Referral Network Expansion and Diversification
Deploy a dedicated community liaison team to open new hospital, SNF, and physician referral relationships in each market, growing ADC organically and reducing single-source concentration risk post-acquisition.
Clinical Quality and Compliance Infrastructure
Implement a unified QAPI program, standardized IDT documentation, and proactive Medicare cap monitoring across all locations, reducing audit exposure and supporting premium valuation at exit.
EMR Standardization and Operational Efficiency
Migrate acquired agencies to a single enterprise EMR platform, improving clinical documentation integrity, enabling real-time census reporting, and reducing per-visit labor costs through optimized scheduling.
A hospice roll-up platform achieving $15M–$30M in consolidated revenue with 4–6 Medicare-certified locations, diversified referral networks, and clean compliance history is positioned to attract national hospice chains or PE-backed healthcare platforms at 7–10x EBITDA, generating strong sponsor returns within a 5–7 year hold period.
Hospice combines Medicare certification barriers to entry, recession-resistant demand driven by aging demographics, highly fragmented ownership, and multiple expansion potential when standalone agencies are consolidated into compliant, scaled platforms.
CHOW requires CMS notification and provider agreement novation, typically adding 60–120 days to closing timelines.
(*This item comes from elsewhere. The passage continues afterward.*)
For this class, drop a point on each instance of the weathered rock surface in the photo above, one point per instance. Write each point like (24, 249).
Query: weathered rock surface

Asset purchases require new enrollment while stock purchases retain existing certification, making deal structure selection critical to timeline management.
Undisclosed Medicare cap exposure and historical billing irregularities are the most common surprises. Buyers should commission independent Medicare cost report reviews and cap calculations before closing on each acquisition target.
SBA 7(a) loans can finance initial platform acquisitions in hospice, but repeat add-on acquisitions typically require PE backing or private credit. SBA works best for owner-operator buyers acquiring a single Medicare-certified agency as a foundation.